La hora de la política

En el reino de Aragón existía una figura en tiempos históricos que se llamaba el Justicia. Ahora también, como recuerdo y en parte herencia de aquel y que viene a ser lo que aquí conocemos como el Defensor del Pueblo. El Justicia de antaño moderaba en las pugnas y diferencias entre el rey y la nobleza de la época, el actual defiende los derechos de los ciudadanos frente a la administración. El Justicia, en nombre de los nobles, hacía jurar al Rey los fueros de Aragón con esta frase “Nos, que somos tanto como vos y todos juntos más que vos, os hacemos rey de Aragón, si juráis los fueros y si no, no”. Hasta que llegó Felipe II, incumplió los fueros y mandó decapitar al Justicia.

 

El PSOE prácticamente desde que Pedro Sánchez ganó las primeras elecciones primarias ha vivido una situación similar. Los barones se atribuían el mérito de haberle hecho secretario general y consideraban que, todos juntos, eran más que él. Continuamente le exigían respetar unos fueros que decían estar en el ADN del PSOE y que Sánchez al parecer incumplía. Le destronaron.

 

El PSOE había dejado de ser un partido centralista, lo era aún llamándose federal. Curiosamente quienes más fuerte propugnaban la unidad en España, en el seno de su organización ejercían un movimiento centrífugo del poder. De ahí que surgieran tan enormes diferencias en la visión política entre unas comunidades y otras dentro del partido. Y es que a la visión lógicamente distinta de problemas y situaciones que no son exactamente iguales se le sumaba una clara lucha por el poder, ya que se había perdido la referencia de la autoridad central.

 

Felipe González, en su día, contó con esa autoridad que ahora fue el primero en limar al Secretario General.
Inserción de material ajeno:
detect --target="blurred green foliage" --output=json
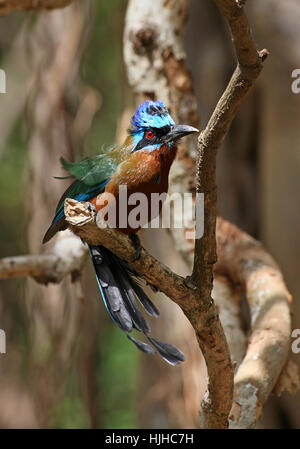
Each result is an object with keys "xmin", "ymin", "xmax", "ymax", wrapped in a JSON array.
[{"xmin": 0, "ymin": 0, "xmax": 139, "ymax": 428}]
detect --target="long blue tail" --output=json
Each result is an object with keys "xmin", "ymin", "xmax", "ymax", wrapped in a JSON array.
[{"xmin": 89, "ymin": 245, "xmax": 185, "ymax": 365}]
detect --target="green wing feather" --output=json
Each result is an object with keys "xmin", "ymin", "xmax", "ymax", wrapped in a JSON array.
[{"xmin": 60, "ymin": 154, "xmax": 119, "ymax": 186}]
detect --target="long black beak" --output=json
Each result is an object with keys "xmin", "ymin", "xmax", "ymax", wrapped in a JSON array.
[{"xmin": 163, "ymin": 125, "xmax": 199, "ymax": 142}]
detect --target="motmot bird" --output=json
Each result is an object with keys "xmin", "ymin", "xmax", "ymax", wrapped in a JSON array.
[{"xmin": 43, "ymin": 100, "xmax": 199, "ymax": 365}]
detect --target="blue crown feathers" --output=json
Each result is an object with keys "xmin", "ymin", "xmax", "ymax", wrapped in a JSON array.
[{"xmin": 131, "ymin": 100, "xmax": 175, "ymax": 133}]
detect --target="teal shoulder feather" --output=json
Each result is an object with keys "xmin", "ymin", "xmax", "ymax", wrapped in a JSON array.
[{"xmin": 60, "ymin": 154, "xmax": 118, "ymax": 186}]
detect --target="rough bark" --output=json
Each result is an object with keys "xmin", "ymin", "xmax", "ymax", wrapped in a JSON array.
[{"xmin": 65, "ymin": 199, "xmax": 297, "ymax": 428}]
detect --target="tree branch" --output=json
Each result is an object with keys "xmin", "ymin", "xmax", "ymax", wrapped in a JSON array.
[
  {"xmin": 0, "ymin": 0, "xmax": 75, "ymax": 16},
  {"xmin": 0, "ymin": 231, "xmax": 87, "ymax": 284},
  {"xmin": 215, "ymin": 218, "xmax": 299, "ymax": 428},
  {"xmin": 188, "ymin": 0, "xmax": 267, "ymax": 428}
]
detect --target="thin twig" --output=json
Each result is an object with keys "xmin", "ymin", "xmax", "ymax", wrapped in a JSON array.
[
  {"xmin": 192, "ymin": 0, "xmax": 267, "ymax": 428},
  {"xmin": 0, "ymin": 0, "xmax": 75, "ymax": 16}
]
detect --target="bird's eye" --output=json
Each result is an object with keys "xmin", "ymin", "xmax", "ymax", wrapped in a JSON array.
[{"xmin": 146, "ymin": 131, "xmax": 154, "ymax": 139}]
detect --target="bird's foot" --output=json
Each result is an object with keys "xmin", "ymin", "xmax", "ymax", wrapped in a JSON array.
[{"xmin": 129, "ymin": 234, "xmax": 142, "ymax": 261}]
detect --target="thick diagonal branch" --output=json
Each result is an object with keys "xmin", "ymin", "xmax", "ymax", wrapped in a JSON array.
[{"xmin": 192, "ymin": 0, "xmax": 267, "ymax": 428}]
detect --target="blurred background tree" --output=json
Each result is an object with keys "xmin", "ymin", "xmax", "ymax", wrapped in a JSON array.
[{"xmin": 0, "ymin": 0, "xmax": 300, "ymax": 428}]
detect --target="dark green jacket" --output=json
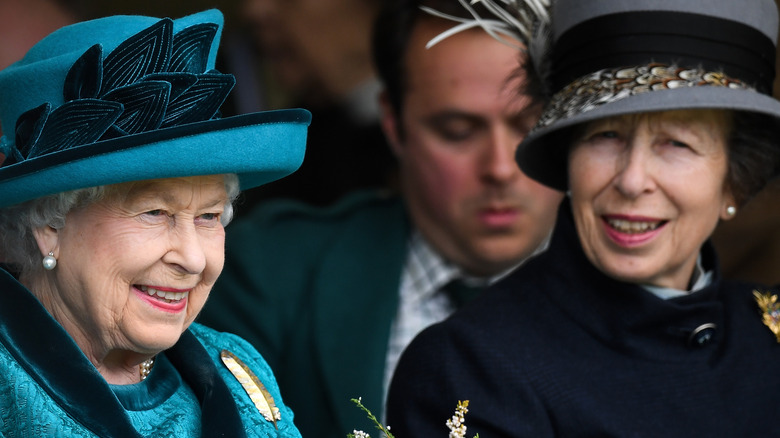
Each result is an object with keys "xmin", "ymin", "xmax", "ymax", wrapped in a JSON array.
[{"xmin": 199, "ymin": 193, "xmax": 409, "ymax": 438}]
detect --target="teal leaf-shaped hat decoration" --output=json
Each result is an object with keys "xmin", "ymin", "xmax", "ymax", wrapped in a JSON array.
[
  {"xmin": 0, "ymin": 12, "xmax": 235, "ymax": 167},
  {"xmin": 103, "ymin": 81, "xmax": 171, "ymax": 134},
  {"xmin": 101, "ymin": 18, "xmax": 173, "ymax": 95},
  {"xmin": 27, "ymin": 99, "xmax": 122, "ymax": 158},
  {"xmin": 163, "ymin": 73, "xmax": 236, "ymax": 127},
  {"xmin": 170, "ymin": 23, "xmax": 219, "ymax": 74}
]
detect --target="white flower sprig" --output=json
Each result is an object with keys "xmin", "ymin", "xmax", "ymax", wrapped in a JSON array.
[
  {"xmin": 347, "ymin": 397, "xmax": 479, "ymax": 438},
  {"xmin": 447, "ymin": 400, "xmax": 479, "ymax": 438}
]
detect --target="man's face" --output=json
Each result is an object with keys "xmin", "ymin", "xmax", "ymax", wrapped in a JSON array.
[{"xmin": 383, "ymin": 20, "xmax": 562, "ymax": 276}]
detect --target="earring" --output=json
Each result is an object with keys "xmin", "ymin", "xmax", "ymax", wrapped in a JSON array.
[{"xmin": 43, "ymin": 251, "xmax": 57, "ymax": 271}]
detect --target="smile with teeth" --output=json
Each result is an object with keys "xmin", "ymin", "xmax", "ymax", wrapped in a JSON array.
[
  {"xmin": 607, "ymin": 219, "xmax": 663, "ymax": 234},
  {"xmin": 138, "ymin": 286, "xmax": 190, "ymax": 303}
]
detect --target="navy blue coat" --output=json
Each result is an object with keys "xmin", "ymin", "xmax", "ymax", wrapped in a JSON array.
[{"xmin": 387, "ymin": 203, "xmax": 780, "ymax": 438}]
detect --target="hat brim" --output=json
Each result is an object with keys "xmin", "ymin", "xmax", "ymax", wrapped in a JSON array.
[
  {"xmin": 0, "ymin": 109, "xmax": 311, "ymax": 207},
  {"xmin": 516, "ymin": 86, "xmax": 780, "ymax": 191}
]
Y eso le permitió mantenerse en el Gobierno unos años en los que políticamente se encontraba cercado completamente por los errores de su Gobierno. El partido estaba con él y parecía que poco tenía que ver, en cuanto a responsabilidad, con los escándalos que surgían por doquier. Hoy lo mismo le pasa a Mariano Rajoy. Rodríguez Zapatero también tuvo esa autoridad en la primera etapa, en la segunda empezó el “sálvese quien pueda” y comenzaron las críticas de los suyos confiando, inútilmente, en salvar su propia parcela. Ahondaron con esa actitud en el desgaste y el PP no necesitó de mérito alguno para darse un paseo triunfal que todavía les dura.

 

Sin complejo alguno, con la que tienen encima, el PP se permite poner en solfa de la manera más descarnada a los demás. El último ejemplo en Toledo han sido las críticas por la inundación del hospital de quienes paralizaron totalmente la construcción del nuevo. Una paralización que costó, en indemnización a las constructoras, 20 millones de euros, para posteriormente adjudicar la continuación principalmente a las mismas. Ante situaciones similares el comportamiento del PSOE fue y es retraerse y el del PP jugar al ataque. El Madrid lo pasó mal con la Juventus cuando se echó atrás y apabulló cuando decidió jugar en el campo del contrario.

 

Las primarias han acabado con el estado de baronías, no ha necesitado Sánchez, como Felipe II, cortar la cabeza a nadie; aunque está por ver. Ha tenido la fortuna de superar por décimas el 50% de los votos y que en la contienda su principal rival, Susana Díaz, la ha pasado como al cuento del Rey desnudo, se ha visto que no estaba revestida de liderazgo y que si no es por el esfuerzo precisamente de los propios barones, sus resultados en las primarias habrían sido muy decepcionantes.

 

Como anécdota cabe destacar que es el tercer fracaso de un viejo conocido de Castilla-La Mancha, el que fuera delegado del gobierno en la región, consejero de Gobierno y diputado en el Congreso, entre otros cargos, Máximo Díaz Cano. José Bono le tuvo en su equipo de campaña contra Rodríguez Zapatero, también le tuvo Carmen Chacón en su fallido intento hacia la secretaría general del PSOE y por último y con igual resultado Susana Díaz.

 

El fin de las baronías a nivel nacional, intuyo, va a suponer una mayor actividad política en las distintas comunidades. Los balones ya no pueden ir para fuera, se tenga razón o no, eso es independiente. Ni Podemos va a poder jugar muchas veces más con los presupuestos de Castilla-La Mancha para interferir en la política del PSOE nacional, ni el PSOE podrá responsabilizar de la falta de impulso político a terceros. El PP seguirá con su política de adjetivos, no hace falta trabajar mucho, basta con un diccionario de sinónimos.